Y esto, conocer el sistema socioeconómico por el que nos regimos, sus terribles contradicciones, nos vale para afirmar que todo aquello sí ocurrió, pero además explicar la manera precisa en que sucedió, al menos bastante más que apelar a las flaquezas de la condición humana. La corrupción, como fenómeno de raigambre económica, nunca flota en el vacío. La ética, la barrera que nos impide tomar malas decisiones, cae. Pero para que ese derrumbe tenga consecuencias hacen falta unas estructuras que permitan el flujo indecente del dinero. 

Todo es posible cuando ambas situaciones se concatenan. Miren si no a los señores del PP que estos días andan dando lecciones de limpieza. Hace ahora diez años descubrimos cómo habían utilizado el Instituto Miguel Ángel Blanco para falsear facturas de la Gürtel. Hace falta tener el corazón muy negro para aprovecharte del nombre de tu faro moral, aquel joven víctima del terrorismo, con la intención de blanquear dinero. Hace falta también haber instituido a tu partido como centro de una trama que aprovechaba el descontrol del ladrillazo para financiarse ilegalmente. Bien está recordar, mejor entender. 
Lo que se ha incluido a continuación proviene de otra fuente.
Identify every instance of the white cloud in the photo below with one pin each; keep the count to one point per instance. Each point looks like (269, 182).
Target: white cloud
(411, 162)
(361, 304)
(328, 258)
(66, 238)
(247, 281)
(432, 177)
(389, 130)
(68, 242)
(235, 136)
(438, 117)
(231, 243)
Todo aquello sucedió y a algunos les valió para dar rienda suelta a su cinismo, que a menudo no es más que el refugio del hipócrita. Les reconocerán porque son aquellos que ríen irónicamente de aquel pensamiento que afirmaba que íbamos a mejorar tras la pandemia. Si no lo hicimos, si aquel 2020 no fue nuestro espíritu de 1945, se debe a que todo lo que sí se avanzó se está sepultando bajo cuatro toneladas de tierra para que nadie pueda sacar conclusiones justas y acertadas de aquella situación. 

Déjenme que les recuerde que, mientras que algunos trazaban su plan corrupto, otros se pusieron a diseñar un plan para poder fabricar mascarillas y respiradores. Se trató de los sindicalistas de la industria del automóvil. Aquello fue un ejemplo de ingenio, creatividad y solidaridad, pero sobre todo de conciencia de clase, de ayudar a los tuyos cuando más falta hacía, de servir de muleta a unos servicios públicos debilitados por la peste del austericidio. A estas alturas no sé si valdrá de algo darles las gracias. Lo que sí sé es que merece la pena que no lo olvidemos, porque aquello también ocurrió.